The Saudi Ministry of Justice (MOJ) needed a resilient and scalable data warehouse to support the modernization of courts administration and notaries who act in non-contentious matters. It chose Microsoft SQL Server 2008 Enterprise data management
software and interrelated technologies. Eventually, 500 internal entities will connect to the data warehouse. The MOJ now plans to upgrade to Microsoft SQL Server 2012.
Since 1970, the MOJ in the Kingdom of Saudi Arabia has been responsible for improving the administration of a vast system of courts and judges in a country the size of Western Europe. Technology is now playing an increasing role in standardizing the business
processes of legal administration and improving the business intelligence (BI) information available to judges and notaries.
Modernization of the administration of the courts and judicial system has the full backing of King Abdullah. His government has allocated SAR7 billion (U.S.$1.9 billion) to a rebuilding and upgrading program covering 478 judicial facilities.
The project entails creating an IT infrastructure at all court buildings and notary facilities in the kingdom. Majid Ibrahim Al-Adwan, Chief Information Officer, Ministry of Justice, Kingdom of Saudi Arabia, says: “We’re working towards upgrading 400 new
courthouses and notary facilities. The aim is to computerize work processes. A large number of the courts in the kingdom are now connected to the ministry’s centralized system and can be monitored and checked through it.”
The courts administration system in Saudi Arabia—which is conducted only in Arabic—has in recent years been developed using Oracle running on physical servers. Responding to the government’s policies on the modernization of business processes, the MOJ wanted
to further develop and modernize its services through a heterogeneous environment involving another major vendor.
Specifically, it needed to develop a BI system for courts and other legal services, with a public portal for greater transparency and a collaboration environment for notaries. It also needed to update its IT infrastructure, including operating systems and
The MOJ started using Microsoft products such as Microsoft SharePoint and Microsoft SQL Server technologies in 2010. One of its first projects was to build the BI system for courts and notaries using Microsoft SQL Server 2008 Enterprise, Microsoft SQL Server
2008 Reporting Services, and Microsoft SharePoint Server 2010.
Al-Adwan says: “The ministry started evaluation of different BI solutions on the market and discovered that Microsoft provides one of the most complete offerings, with Microsoft SQL Server and Microsoft SharePoint products.”
System development has been undertaken in-house using the Microsoft .NET Framework. The MOJ has also signed a Microsoft Enterprise Agreement for low-cost volume licensing of software. This agreement has helped extend collaboration with Microsoft, giving
the ministry access to interrelated technologies on a highly cost-effective basis.
Since 2010, the MOJ has commissioned several other projects using Microsoft products for the nationwide courts rebuilding and upgrading program being financed by the government. The ministry portal using Arabic has been built by the MOJ development team
using SharePoint Server 2010. Its messaging and collaboration system now relies on Microsoft Exchange 2010, the Windows Server 2008 R2 operating system, and Active Directory for identity management.
For its development team, the MOJ is using Microsoft Visual Studio Team Foundation Server 2010 and is now starting a project to introduce Microsoft Visual Studio Application Lifecycle Management features. These include integrated development environments,
source control, and reporting tools. The development team also uses Internet Information Services (IIS) for Windows Server.

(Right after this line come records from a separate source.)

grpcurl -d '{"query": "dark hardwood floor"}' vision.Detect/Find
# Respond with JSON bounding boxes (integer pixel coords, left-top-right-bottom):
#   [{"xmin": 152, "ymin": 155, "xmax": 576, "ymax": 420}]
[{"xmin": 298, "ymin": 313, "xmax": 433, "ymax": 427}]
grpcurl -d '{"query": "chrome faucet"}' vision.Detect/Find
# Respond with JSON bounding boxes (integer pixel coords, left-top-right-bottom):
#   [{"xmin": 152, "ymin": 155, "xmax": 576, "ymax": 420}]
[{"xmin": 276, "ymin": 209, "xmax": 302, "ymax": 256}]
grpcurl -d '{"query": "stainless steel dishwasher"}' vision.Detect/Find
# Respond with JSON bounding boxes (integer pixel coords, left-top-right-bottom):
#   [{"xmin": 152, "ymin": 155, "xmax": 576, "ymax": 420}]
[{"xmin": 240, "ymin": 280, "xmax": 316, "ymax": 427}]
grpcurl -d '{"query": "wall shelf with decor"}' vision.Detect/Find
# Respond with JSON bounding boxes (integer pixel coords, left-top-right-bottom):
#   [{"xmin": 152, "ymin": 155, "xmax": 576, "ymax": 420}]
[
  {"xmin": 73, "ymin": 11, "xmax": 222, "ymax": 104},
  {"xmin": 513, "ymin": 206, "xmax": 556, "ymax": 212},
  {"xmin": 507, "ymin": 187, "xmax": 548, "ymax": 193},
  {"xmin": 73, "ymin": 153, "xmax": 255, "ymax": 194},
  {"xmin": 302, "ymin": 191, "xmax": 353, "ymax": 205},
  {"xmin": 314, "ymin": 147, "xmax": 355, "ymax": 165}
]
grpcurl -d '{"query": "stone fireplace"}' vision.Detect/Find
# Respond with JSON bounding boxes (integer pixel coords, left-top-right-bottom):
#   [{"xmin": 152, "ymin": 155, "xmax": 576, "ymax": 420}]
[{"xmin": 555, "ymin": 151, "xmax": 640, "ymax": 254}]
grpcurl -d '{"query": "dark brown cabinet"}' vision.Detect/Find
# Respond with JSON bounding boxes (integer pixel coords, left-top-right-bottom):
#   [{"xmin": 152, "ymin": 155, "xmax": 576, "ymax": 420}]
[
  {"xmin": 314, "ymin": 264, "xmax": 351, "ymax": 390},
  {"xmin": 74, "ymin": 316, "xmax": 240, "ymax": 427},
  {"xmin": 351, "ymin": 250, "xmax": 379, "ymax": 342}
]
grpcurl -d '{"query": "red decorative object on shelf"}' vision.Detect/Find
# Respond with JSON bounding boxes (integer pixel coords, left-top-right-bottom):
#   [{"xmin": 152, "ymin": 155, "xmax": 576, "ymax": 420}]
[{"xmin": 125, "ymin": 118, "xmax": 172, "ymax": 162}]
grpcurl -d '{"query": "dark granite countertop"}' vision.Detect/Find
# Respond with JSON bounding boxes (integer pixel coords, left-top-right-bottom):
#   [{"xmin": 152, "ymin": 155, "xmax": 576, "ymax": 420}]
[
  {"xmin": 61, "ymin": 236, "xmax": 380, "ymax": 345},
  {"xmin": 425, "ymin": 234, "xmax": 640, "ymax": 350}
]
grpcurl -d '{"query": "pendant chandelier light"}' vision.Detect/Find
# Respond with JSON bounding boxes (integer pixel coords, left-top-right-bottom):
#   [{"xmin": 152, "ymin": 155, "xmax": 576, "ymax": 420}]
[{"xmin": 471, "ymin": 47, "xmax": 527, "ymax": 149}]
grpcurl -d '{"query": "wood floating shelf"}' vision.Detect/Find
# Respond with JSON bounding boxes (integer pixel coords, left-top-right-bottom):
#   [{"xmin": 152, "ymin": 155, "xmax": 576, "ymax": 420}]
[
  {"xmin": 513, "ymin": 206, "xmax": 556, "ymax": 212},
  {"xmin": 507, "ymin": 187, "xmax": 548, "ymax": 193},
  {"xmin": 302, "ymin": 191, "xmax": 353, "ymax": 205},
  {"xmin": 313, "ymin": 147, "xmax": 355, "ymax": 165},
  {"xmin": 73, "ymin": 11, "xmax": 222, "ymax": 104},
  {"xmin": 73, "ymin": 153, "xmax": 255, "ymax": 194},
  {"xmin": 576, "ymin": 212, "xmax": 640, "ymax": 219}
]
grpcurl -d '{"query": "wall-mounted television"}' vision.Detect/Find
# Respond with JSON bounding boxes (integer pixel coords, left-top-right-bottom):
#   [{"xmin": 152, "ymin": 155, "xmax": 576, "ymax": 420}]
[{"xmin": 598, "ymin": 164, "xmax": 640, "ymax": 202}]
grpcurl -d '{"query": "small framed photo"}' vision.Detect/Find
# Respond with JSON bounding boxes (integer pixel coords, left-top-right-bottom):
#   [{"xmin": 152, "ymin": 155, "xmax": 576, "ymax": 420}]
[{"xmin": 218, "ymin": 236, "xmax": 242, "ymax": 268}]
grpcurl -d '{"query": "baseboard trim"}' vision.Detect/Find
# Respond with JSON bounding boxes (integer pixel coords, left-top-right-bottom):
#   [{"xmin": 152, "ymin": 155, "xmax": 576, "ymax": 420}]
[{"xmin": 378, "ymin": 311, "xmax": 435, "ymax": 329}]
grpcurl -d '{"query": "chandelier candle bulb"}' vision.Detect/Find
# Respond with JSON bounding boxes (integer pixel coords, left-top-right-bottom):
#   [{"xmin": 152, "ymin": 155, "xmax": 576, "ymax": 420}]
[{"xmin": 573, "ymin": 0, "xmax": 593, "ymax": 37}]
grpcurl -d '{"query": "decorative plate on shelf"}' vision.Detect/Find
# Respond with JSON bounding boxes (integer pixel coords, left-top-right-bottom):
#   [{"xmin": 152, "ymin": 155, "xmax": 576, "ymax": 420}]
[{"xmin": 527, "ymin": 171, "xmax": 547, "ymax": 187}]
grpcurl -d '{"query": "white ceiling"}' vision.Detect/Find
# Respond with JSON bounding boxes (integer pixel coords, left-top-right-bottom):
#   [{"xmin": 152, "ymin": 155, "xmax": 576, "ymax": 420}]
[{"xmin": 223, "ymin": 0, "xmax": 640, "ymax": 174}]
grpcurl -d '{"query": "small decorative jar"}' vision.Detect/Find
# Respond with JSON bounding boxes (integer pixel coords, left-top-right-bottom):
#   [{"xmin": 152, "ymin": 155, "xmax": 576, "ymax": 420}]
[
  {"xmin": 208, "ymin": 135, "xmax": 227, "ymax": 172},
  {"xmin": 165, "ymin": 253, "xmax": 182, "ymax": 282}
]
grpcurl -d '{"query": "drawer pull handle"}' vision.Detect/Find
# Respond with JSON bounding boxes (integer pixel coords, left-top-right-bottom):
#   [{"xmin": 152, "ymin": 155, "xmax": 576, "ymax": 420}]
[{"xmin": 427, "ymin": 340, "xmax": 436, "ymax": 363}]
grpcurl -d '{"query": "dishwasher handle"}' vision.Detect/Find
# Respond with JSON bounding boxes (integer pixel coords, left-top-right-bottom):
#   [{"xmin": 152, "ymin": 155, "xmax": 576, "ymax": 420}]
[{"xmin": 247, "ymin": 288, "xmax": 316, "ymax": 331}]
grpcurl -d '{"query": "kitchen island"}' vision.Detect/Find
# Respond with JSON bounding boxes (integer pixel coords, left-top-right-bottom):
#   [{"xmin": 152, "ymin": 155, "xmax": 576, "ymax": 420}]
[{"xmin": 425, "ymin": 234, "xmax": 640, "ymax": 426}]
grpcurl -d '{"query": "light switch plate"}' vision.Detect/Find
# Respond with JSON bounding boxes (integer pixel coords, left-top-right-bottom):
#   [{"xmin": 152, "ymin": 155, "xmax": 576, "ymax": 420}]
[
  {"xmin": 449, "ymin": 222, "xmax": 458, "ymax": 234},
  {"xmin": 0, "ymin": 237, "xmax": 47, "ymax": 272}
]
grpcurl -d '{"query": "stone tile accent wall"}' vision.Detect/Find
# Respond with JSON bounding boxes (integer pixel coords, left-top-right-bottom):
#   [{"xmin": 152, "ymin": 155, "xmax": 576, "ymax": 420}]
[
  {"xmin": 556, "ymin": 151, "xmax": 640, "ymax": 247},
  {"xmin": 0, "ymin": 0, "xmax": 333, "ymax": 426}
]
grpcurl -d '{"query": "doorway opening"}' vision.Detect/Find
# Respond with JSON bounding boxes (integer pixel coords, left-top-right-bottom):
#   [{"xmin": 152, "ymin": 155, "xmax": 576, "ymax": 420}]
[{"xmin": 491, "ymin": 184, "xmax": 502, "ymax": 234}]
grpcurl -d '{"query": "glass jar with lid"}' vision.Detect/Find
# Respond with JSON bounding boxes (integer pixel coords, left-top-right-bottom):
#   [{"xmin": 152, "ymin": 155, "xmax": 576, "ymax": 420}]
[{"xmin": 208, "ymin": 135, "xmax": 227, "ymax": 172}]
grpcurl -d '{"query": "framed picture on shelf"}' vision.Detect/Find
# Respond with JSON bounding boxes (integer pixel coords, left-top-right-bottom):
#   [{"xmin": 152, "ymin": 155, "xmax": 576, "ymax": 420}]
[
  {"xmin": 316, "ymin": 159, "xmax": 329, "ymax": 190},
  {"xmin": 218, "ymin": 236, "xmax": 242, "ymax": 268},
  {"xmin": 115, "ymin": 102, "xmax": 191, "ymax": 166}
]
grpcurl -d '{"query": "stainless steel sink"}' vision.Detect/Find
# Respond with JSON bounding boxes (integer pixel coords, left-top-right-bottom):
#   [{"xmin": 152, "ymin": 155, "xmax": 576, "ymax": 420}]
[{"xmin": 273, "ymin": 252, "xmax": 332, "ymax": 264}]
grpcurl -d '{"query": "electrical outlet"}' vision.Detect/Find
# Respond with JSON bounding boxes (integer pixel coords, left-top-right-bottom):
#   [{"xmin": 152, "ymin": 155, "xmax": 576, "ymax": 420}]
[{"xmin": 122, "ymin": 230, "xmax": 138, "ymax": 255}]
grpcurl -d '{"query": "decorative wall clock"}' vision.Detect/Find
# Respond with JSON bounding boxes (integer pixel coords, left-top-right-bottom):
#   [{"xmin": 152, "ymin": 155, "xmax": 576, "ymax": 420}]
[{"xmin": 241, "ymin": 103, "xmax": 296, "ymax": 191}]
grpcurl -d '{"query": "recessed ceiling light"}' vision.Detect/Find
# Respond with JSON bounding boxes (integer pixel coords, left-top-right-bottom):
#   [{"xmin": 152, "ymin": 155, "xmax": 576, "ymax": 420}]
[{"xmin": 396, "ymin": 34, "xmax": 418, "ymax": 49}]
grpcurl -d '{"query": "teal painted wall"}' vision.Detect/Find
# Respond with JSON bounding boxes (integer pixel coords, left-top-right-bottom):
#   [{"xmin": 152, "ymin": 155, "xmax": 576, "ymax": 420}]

In addition, the ministry is working on deploying the Microsoft System Center 2012 suite of products to improve the manageability of its diverse IT environments, including server infrastructure and client devices.
The MOJ has invested in a range of Microsoft technologies to better manage the modernization of its courts and notaries support systems. In time, more than 500 internal entities will connect to its data warehouse based on SQL Server 2008, with its capacity
to manage the Arabic language being a particular advantage. The project is helping to sustain the government’s vision of a computerized administrative environment for the benefit of the justice system.
Microsoft technology helps support court modernization program. Al-Adwan says: “A growing number of courts in the kingdom are now connected to the computerized system, and we’re fulfilling the government’s policy of speeding up implementations
to achieve the highest level of precision.”
SQL Server data warehouse scales to connect up to 500 internal entities. The data warehouse solution is capable of managing a huge increase in users. Al-Adwan says: “We currently have more than 40 courts and 140 notaries using the Microsoft
SQL Server data warehouse. In the coming months, this will expand to more than 200 courts and 260 notaries, making more than 500 in total.”
Arabic language support and simplified architecture prove decisive. Al-Adwan says: “Other technologies contain complex architectures with multiple products. SQL Server offered support for the Arabic language, which made our decision to work
with Microsoft even easier.”
BI system integrates easily with other technologies. Al-Adwan says: “The Microsoft BI solution provided integration with all the products we need, such as reporting and analysis services, integration services, and SharePoint
System Center suite improves manageability and efficiency. Al-Adwan says: “Microsoft System Center solutions provide an interoperable, extensible platform for managing IT resources, which is helping the ministry become more efficient.”